Clinical and statistical analysis of the results showed that the use of non-tensioned advanced methods of plasty in patients with recurrent ventral hernias after operations, prosthetic non-tensioned plasty significantly reduces the risk of recurrence of the disease up to 3.8%.

5. Conclusions

1. Clinical manifestations of the disease in patients with recurrent ventral hernias depend on the technique of previous hernioplasty. Partial recurrence of hernias along the lower and upper contours of fixation of the prosthesis to the tissues, as well as hernias through the defects of the damaged prosthesis are characteristic of the non-tensioned prosthetic method of plasty.
2. Mature connective tissue with fibrous transformation phenomena, diffuse focal lipomatosis and moderate lymphocytic infiltration are characteristic in patients after non-tensioned combined methods of plasty. The above factors together with the increase in intra-abdominal pressure are the basis for the formation of hernia recurrence.

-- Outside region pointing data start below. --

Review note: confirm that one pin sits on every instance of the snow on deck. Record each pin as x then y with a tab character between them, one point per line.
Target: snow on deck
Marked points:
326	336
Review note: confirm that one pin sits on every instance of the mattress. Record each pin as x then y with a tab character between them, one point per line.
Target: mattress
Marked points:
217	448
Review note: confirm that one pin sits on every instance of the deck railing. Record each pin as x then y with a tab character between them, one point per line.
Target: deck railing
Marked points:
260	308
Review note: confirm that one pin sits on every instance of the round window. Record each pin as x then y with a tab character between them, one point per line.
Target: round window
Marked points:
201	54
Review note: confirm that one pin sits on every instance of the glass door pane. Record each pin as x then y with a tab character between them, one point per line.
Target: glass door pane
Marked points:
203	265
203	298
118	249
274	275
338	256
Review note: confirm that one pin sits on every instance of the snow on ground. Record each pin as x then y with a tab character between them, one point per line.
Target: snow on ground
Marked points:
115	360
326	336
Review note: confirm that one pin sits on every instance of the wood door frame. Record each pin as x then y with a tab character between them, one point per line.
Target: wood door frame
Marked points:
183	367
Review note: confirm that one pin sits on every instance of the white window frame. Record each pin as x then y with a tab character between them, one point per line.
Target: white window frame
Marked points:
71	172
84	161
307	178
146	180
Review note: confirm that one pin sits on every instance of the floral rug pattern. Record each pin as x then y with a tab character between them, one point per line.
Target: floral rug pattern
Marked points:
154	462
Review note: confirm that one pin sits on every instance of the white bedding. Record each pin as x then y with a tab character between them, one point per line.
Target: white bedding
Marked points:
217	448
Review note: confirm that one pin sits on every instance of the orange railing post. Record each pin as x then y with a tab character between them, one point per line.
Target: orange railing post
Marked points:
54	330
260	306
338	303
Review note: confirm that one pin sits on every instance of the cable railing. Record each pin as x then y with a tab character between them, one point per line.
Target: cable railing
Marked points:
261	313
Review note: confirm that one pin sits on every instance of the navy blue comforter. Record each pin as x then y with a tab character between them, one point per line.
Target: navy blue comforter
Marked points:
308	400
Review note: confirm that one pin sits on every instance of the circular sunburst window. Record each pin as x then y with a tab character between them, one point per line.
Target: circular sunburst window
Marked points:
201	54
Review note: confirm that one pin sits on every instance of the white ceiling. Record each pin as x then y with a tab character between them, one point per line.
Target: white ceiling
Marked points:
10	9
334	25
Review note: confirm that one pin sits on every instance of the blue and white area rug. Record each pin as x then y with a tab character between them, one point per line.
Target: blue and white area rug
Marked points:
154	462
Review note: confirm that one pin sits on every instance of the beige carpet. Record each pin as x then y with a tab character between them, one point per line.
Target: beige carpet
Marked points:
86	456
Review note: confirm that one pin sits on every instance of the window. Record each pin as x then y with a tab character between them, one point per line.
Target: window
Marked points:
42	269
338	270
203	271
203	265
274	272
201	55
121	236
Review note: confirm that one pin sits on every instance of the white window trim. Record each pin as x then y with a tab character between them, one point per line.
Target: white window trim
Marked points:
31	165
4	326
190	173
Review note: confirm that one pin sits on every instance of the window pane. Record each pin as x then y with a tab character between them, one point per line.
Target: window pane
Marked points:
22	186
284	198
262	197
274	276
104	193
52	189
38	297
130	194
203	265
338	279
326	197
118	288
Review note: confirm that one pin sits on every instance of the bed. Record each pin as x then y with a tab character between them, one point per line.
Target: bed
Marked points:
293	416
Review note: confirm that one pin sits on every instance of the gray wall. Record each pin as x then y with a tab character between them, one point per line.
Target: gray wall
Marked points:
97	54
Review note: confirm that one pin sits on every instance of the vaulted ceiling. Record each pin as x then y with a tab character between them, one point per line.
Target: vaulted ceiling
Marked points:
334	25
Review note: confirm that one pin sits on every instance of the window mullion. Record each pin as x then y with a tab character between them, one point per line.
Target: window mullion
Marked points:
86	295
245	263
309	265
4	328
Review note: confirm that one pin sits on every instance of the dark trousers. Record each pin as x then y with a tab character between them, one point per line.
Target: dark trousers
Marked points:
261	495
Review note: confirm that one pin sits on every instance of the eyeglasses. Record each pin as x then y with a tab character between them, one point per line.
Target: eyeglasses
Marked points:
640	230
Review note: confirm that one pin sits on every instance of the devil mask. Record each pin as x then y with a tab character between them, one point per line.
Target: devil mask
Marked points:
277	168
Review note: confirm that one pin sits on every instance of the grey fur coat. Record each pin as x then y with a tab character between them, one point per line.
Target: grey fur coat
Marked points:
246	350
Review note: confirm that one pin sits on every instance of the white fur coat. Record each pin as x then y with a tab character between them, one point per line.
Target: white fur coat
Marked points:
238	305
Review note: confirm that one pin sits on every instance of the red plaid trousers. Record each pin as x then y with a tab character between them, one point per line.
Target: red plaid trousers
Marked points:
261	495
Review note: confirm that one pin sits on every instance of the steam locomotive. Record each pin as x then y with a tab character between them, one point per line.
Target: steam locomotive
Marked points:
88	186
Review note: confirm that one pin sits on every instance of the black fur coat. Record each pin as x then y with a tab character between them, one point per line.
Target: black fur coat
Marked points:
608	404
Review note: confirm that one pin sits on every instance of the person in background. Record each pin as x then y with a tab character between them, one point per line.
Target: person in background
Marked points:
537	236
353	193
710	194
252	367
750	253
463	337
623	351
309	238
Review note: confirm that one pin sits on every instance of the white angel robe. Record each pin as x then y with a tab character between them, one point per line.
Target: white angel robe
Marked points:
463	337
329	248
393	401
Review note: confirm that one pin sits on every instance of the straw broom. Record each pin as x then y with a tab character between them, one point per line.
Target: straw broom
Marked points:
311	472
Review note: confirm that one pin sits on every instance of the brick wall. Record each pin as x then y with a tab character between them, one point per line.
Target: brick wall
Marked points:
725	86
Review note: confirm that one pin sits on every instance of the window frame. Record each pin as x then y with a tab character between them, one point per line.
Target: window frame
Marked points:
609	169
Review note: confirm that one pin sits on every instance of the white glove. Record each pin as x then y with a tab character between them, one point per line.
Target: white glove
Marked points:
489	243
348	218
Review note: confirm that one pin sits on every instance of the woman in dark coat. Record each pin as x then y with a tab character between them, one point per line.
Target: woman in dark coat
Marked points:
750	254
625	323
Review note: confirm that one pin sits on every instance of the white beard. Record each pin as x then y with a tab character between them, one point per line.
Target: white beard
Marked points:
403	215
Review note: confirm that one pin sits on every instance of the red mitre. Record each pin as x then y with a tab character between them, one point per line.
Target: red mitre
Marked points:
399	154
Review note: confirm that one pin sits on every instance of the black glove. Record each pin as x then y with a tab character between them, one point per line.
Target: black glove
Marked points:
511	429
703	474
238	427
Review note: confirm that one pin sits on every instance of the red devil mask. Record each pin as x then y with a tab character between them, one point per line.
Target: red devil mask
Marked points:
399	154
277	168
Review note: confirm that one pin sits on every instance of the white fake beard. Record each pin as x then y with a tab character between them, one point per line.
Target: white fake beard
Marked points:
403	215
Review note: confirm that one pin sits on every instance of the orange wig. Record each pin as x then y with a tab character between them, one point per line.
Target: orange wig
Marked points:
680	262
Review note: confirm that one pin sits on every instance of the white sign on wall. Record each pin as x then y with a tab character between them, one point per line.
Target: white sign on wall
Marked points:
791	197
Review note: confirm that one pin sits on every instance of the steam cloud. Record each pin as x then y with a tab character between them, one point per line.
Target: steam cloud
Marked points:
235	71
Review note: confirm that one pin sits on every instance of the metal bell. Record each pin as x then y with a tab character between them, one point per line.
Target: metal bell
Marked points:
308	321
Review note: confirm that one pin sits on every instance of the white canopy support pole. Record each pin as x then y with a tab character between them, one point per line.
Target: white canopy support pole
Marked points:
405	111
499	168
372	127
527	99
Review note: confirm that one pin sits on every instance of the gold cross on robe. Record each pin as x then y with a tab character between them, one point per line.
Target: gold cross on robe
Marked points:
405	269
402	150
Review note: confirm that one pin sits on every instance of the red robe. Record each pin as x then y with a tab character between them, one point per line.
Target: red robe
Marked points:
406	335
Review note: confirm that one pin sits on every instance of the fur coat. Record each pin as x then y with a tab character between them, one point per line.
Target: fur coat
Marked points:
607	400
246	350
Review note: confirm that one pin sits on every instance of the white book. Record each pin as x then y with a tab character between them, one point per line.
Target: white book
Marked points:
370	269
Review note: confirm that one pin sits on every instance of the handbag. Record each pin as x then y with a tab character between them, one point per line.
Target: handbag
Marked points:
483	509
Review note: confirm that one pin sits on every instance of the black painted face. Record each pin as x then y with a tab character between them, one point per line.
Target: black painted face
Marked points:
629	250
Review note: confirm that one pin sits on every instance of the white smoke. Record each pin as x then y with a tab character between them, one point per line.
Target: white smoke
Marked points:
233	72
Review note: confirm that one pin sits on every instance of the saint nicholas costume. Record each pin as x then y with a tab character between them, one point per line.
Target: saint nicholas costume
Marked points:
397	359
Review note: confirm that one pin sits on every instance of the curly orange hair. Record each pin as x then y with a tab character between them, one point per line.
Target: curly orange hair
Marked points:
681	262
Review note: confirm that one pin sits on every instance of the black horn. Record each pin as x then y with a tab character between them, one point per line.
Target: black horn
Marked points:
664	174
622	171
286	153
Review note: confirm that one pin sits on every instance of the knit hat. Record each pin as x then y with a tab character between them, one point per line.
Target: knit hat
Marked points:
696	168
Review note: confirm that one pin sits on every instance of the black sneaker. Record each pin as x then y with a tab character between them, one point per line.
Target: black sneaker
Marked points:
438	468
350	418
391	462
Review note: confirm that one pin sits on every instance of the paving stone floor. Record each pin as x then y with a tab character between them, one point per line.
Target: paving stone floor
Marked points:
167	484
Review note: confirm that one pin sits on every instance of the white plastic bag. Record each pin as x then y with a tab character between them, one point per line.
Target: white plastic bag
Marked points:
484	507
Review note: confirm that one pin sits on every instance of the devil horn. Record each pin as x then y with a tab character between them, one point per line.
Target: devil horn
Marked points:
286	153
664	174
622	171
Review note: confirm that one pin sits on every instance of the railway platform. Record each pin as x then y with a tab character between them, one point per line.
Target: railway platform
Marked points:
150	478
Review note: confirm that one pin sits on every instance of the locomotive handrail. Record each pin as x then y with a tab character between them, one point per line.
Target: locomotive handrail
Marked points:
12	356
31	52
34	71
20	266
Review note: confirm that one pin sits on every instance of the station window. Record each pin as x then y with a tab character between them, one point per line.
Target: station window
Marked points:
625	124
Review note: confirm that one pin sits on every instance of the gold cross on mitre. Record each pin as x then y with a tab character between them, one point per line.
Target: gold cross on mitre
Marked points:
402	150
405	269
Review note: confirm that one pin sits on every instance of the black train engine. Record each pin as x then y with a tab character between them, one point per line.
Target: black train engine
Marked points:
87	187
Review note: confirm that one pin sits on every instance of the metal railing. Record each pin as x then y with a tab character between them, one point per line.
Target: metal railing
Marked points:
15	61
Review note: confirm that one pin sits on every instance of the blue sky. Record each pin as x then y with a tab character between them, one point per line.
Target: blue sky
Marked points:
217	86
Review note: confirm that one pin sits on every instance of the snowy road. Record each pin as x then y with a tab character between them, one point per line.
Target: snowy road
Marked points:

3. In surgical treatment of postoperative ventral hernias it is recommended to use improved methods of hernioalloplasty - "on lay" without suturing the defect with implantation of endoprosthesis with U-shaped sutures (at W1-W2) or "on lay+sub lay" with creation of duplicate prosthesis (at W3-W4), which was performed in 56,9% and 19,8% of patients respectively.
4. The proposed improved methods of non-tensioned prosthetic plasties in patients with recurrent ventral hernias allowed to improve significantly the results of treatment by reducing the recurrence of the disease to 3.8%.